Por eso el anuncio de Castlevania: Belmont’s Curse en el último State of Play de Sony no es simplemente el regreso de una franquicia mítica. Es, en cierto modo, la reconciliación de una saga con el género que ayudó a crear. Y lo interesante no es solo que vuelva, sino cómo parece haber decidido hacerlo: sin nostalgia paralizante, sin miedo a reconocer que el género ya no es el mismo que dejó.
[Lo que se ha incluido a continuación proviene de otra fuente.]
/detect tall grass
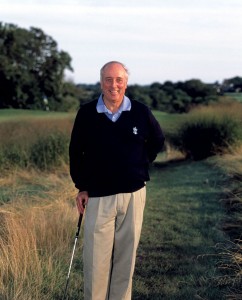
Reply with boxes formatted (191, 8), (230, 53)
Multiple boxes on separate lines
(171, 102), (242, 160)
(0, 172), (77, 300)
(0, 118), (73, 170)
(213, 146), (242, 300)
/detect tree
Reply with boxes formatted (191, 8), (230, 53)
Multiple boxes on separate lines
(0, 23), (72, 110)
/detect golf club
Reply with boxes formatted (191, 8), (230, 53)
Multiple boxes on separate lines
(63, 214), (83, 300)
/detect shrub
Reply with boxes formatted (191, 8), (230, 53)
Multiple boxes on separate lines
(172, 114), (240, 160)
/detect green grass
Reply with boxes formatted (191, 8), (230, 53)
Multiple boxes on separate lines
(224, 93), (242, 102)
(0, 109), (74, 122)
(133, 162), (229, 300)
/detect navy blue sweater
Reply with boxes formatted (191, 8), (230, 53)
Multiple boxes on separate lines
(69, 101), (164, 197)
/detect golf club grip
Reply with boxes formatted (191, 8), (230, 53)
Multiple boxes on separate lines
(76, 214), (83, 238)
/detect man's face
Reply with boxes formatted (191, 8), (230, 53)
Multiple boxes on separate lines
(101, 63), (127, 105)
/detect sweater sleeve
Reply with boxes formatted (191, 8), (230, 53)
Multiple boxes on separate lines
(69, 108), (88, 191)
(147, 109), (165, 162)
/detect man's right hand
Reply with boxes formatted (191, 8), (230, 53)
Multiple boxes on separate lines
(76, 191), (88, 215)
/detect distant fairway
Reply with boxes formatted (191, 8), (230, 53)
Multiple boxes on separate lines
(0, 109), (75, 122)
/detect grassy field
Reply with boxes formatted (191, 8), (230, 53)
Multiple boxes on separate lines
(0, 109), (74, 122)
(0, 106), (242, 300)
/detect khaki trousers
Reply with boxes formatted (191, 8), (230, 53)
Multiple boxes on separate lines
(83, 187), (146, 300)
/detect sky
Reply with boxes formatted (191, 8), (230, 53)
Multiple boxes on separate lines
(0, 0), (242, 85)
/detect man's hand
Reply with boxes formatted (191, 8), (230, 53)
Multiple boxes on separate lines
(76, 191), (88, 215)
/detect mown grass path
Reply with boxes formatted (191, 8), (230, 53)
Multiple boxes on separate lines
(133, 161), (226, 300)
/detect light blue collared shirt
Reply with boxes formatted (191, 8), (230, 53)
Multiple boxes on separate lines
(97, 95), (131, 122)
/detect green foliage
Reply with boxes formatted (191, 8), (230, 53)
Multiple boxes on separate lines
(0, 23), (72, 110)
(173, 114), (240, 160)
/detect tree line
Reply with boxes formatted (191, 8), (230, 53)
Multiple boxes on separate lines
(0, 23), (242, 113)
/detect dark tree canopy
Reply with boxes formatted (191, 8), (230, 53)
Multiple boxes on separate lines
(0, 23), (72, 109)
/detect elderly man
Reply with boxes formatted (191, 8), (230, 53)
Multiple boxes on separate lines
(70, 61), (164, 300)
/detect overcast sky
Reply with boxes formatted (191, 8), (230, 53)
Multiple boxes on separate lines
(0, 0), (242, 84)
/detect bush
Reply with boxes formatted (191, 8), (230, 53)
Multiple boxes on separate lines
(172, 114), (240, 160)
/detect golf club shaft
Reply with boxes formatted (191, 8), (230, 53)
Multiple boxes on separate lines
(63, 214), (83, 300)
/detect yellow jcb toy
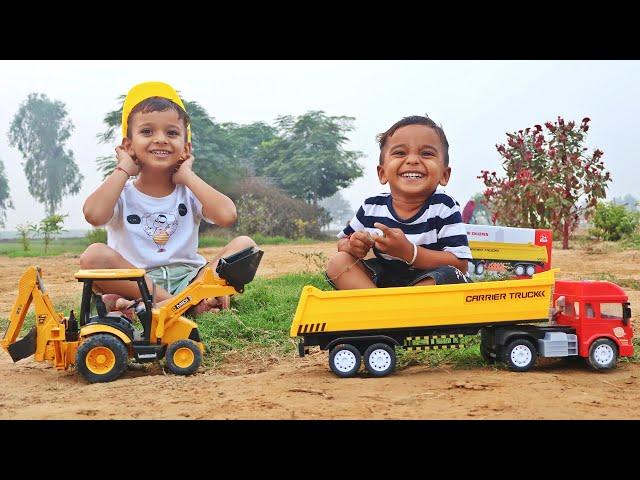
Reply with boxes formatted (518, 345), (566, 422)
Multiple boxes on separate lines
(0, 247), (263, 383)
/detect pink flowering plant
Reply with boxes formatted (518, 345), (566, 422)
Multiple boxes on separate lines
(478, 117), (611, 249)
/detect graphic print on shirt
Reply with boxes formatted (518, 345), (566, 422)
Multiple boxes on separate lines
(142, 212), (178, 252)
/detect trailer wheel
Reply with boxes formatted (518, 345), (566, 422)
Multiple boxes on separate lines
(329, 343), (362, 378)
(502, 338), (538, 372)
(76, 333), (129, 383)
(364, 343), (396, 377)
(587, 338), (618, 370)
(165, 339), (202, 375)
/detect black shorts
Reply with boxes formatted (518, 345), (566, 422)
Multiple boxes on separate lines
(324, 258), (473, 288)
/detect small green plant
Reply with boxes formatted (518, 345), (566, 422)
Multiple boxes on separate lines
(589, 202), (640, 242)
(16, 222), (38, 252)
(85, 228), (107, 244)
(37, 213), (68, 255)
(289, 250), (329, 272)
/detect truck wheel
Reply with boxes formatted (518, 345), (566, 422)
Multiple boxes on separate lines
(502, 338), (538, 372)
(587, 338), (618, 370)
(76, 333), (129, 383)
(364, 343), (396, 377)
(329, 344), (362, 378)
(165, 339), (202, 375)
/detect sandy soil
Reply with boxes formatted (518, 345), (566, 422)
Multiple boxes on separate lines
(0, 243), (640, 419)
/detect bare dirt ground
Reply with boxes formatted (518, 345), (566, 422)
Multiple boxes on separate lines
(0, 243), (640, 419)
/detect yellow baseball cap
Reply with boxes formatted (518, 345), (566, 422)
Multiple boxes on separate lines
(122, 82), (191, 142)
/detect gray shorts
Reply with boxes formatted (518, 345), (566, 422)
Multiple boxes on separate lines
(324, 258), (473, 288)
(147, 263), (206, 295)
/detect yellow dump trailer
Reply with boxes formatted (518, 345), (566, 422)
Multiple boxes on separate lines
(290, 269), (558, 377)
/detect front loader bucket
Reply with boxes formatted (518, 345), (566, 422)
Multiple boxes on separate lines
(216, 247), (264, 293)
(7, 327), (36, 363)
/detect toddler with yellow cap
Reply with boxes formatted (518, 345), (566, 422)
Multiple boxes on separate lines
(80, 82), (256, 314)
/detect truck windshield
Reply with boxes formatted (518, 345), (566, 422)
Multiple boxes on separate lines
(600, 303), (622, 320)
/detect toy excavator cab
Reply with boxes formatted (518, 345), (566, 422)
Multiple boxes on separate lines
(216, 247), (264, 293)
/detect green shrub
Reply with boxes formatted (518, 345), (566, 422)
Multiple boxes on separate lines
(589, 202), (640, 242)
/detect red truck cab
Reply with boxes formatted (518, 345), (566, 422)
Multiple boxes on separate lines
(553, 280), (633, 359)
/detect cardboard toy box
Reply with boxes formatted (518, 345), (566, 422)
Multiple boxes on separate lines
(465, 224), (553, 278)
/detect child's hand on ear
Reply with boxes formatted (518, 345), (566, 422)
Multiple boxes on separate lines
(116, 145), (140, 177)
(373, 222), (413, 262)
(171, 153), (195, 185)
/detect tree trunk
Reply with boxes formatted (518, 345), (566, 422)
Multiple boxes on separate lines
(562, 220), (569, 250)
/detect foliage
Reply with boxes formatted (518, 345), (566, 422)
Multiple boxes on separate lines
(9, 93), (84, 215)
(478, 117), (611, 249)
(236, 179), (328, 238)
(318, 192), (354, 228)
(36, 213), (68, 254)
(256, 111), (363, 205)
(589, 202), (640, 241)
(16, 222), (38, 252)
(0, 160), (13, 228)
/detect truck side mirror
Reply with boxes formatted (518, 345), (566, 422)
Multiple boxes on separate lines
(622, 302), (631, 325)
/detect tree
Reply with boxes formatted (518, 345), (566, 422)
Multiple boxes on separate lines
(16, 222), (38, 252)
(589, 202), (640, 242)
(255, 111), (362, 205)
(8, 93), (84, 215)
(36, 214), (67, 255)
(96, 95), (260, 198)
(478, 117), (611, 249)
(318, 192), (355, 228)
(0, 160), (13, 227)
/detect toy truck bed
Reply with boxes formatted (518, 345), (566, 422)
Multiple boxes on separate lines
(290, 269), (556, 340)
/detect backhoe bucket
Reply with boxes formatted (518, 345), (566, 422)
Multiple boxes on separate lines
(7, 327), (36, 363)
(216, 247), (264, 293)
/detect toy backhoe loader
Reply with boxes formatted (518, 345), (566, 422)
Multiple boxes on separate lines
(0, 247), (263, 383)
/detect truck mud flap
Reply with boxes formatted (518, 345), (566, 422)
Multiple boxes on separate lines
(7, 327), (36, 363)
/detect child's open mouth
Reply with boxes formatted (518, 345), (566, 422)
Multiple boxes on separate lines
(400, 172), (425, 182)
(151, 150), (171, 158)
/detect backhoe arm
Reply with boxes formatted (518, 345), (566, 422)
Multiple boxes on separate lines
(0, 267), (62, 362)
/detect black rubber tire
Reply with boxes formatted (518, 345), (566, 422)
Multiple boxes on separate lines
(480, 345), (496, 364)
(363, 343), (396, 377)
(502, 338), (538, 372)
(164, 339), (202, 375)
(329, 343), (362, 378)
(587, 338), (618, 370)
(76, 333), (129, 383)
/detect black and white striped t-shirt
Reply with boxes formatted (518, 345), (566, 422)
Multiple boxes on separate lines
(338, 188), (472, 266)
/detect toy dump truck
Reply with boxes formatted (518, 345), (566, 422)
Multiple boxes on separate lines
(289, 269), (633, 377)
(465, 224), (552, 278)
(0, 247), (263, 383)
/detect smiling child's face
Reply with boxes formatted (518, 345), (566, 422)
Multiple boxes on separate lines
(123, 109), (191, 170)
(378, 125), (451, 200)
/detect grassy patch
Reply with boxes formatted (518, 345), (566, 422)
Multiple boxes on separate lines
(0, 238), (89, 258)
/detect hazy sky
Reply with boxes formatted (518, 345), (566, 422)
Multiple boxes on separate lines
(0, 60), (640, 230)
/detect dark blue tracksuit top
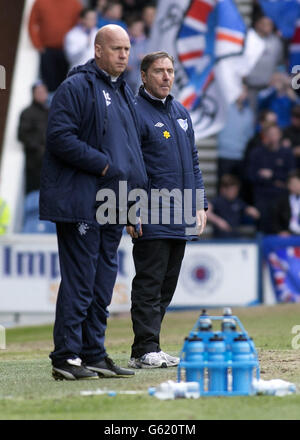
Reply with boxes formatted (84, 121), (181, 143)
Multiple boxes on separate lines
(134, 86), (207, 241)
(40, 60), (147, 223)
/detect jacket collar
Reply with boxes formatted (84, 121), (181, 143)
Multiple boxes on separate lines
(68, 58), (125, 88)
(139, 86), (174, 109)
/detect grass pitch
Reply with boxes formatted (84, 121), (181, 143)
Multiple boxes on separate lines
(0, 304), (300, 420)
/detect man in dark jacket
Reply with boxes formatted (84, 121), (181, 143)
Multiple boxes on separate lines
(127, 52), (207, 368)
(40, 25), (147, 380)
(247, 125), (295, 234)
(273, 169), (300, 237)
(18, 81), (48, 194)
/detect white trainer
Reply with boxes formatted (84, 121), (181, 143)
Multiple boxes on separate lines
(159, 350), (180, 367)
(128, 358), (141, 368)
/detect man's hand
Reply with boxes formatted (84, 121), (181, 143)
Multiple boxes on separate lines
(196, 209), (207, 235)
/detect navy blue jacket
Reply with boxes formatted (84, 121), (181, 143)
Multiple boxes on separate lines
(136, 86), (207, 240)
(40, 60), (147, 223)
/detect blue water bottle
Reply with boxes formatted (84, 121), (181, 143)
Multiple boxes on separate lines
(207, 334), (227, 394)
(232, 335), (254, 394)
(185, 336), (204, 393)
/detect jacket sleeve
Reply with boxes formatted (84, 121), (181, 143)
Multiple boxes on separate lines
(47, 83), (108, 176)
(18, 109), (44, 151)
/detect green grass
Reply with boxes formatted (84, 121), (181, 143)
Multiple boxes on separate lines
(0, 304), (300, 420)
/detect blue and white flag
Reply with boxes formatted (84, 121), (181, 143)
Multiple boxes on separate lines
(259, 0), (300, 39)
(150, 0), (264, 139)
(263, 235), (300, 303)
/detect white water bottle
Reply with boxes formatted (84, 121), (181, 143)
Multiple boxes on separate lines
(252, 379), (296, 396)
(149, 380), (200, 400)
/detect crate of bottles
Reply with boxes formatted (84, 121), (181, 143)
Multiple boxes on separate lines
(177, 307), (260, 396)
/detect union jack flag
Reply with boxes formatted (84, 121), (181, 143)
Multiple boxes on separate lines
(263, 235), (300, 302)
(176, 0), (246, 110)
(149, 0), (264, 140)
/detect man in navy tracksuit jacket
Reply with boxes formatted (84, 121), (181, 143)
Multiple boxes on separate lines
(40, 25), (147, 380)
(127, 52), (207, 368)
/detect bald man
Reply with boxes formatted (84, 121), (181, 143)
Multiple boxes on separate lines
(40, 25), (147, 380)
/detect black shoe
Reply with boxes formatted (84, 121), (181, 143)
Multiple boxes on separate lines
(52, 359), (99, 380)
(85, 356), (135, 377)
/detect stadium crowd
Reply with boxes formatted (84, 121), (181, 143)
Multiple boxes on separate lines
(5, 0), (300, 238)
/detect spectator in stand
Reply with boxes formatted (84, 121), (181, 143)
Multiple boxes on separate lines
(283, 105), (300, 169)
(29, 0), (82, 92)
(258, 72), (299, 129)
(64, 8), (98, 69)
(126, 16), (148, 93)
(97, 0), (127, 30)
(241, 110), (277, 205)
(207, 174), (260, 238)
(244, 109), (278, 154)
(247, 125), (295, 234)
(218, 86), (255, 189)
(273, 169), (300, 237)
(142, 2), (156, 37)
(247, 16), (284, 112)
(18, 81), (48, 194)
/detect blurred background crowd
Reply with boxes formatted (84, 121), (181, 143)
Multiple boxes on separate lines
(0, 0), (300, 238)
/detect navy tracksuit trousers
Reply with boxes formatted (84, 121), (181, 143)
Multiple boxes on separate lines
(50, 223), (123, 366)
(131, 239), (186, 358)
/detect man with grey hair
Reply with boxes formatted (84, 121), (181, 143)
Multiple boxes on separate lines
(40, 25), (147, 380)
(127, 52), (207, 368)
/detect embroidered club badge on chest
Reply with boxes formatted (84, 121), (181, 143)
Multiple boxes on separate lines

Konami, en esta ocasión, ha decidido confiar en Motion Twin, el estudio detrás de Dead Cells. Y la elección no es casual. Motion Twin ya tuvo una aproximación previa al universo de Castlevania a través del DLC de Dead Cells inspirado en la saga. Aquella colaboración no fue un simple ejercicio de márketing; fue una carta de amor bien entendida. Supieron capturar la esencia -la arquitectura gótica, la música solemne, el peso del linaje Belmont- sin convertirlo en un museo interactivo. Fue una reinterpretación ágil, respetuosa y, sobre todo, viva. Si Konami ha vuelto a llamar a su puerta ahora es porque aquella primera toma de contacto demostró algo fundamental: entienden la saga el lenguaje de la saga sin convertirla en una reliquia que guardamos en un cajón con mucho cariño.
Y eso es exactamente lo que transmite el primer tráiler de Belmont’s Curse. Lo que hemos visto hasta ahora deja claro que el juego no pretende retroceder veinte años, sino dialogar con el presente. El diseño parece abrazar las normas actuales del metroidvania sin complejos. Hay bosses que no son simples obstáculos, sino pruebas reales de dominio mecánico. Hay progresión de habilidades claramente estructurada: un dash rápido que sugiere movilidad avanzada, un gancho para balancearse que abre la verticalidad del mapa, elementos del escenario que parecen inaccesibles en un primer momento pero que, inevitablemente, invitan al regreso una vez adquiramos nuevos poderes.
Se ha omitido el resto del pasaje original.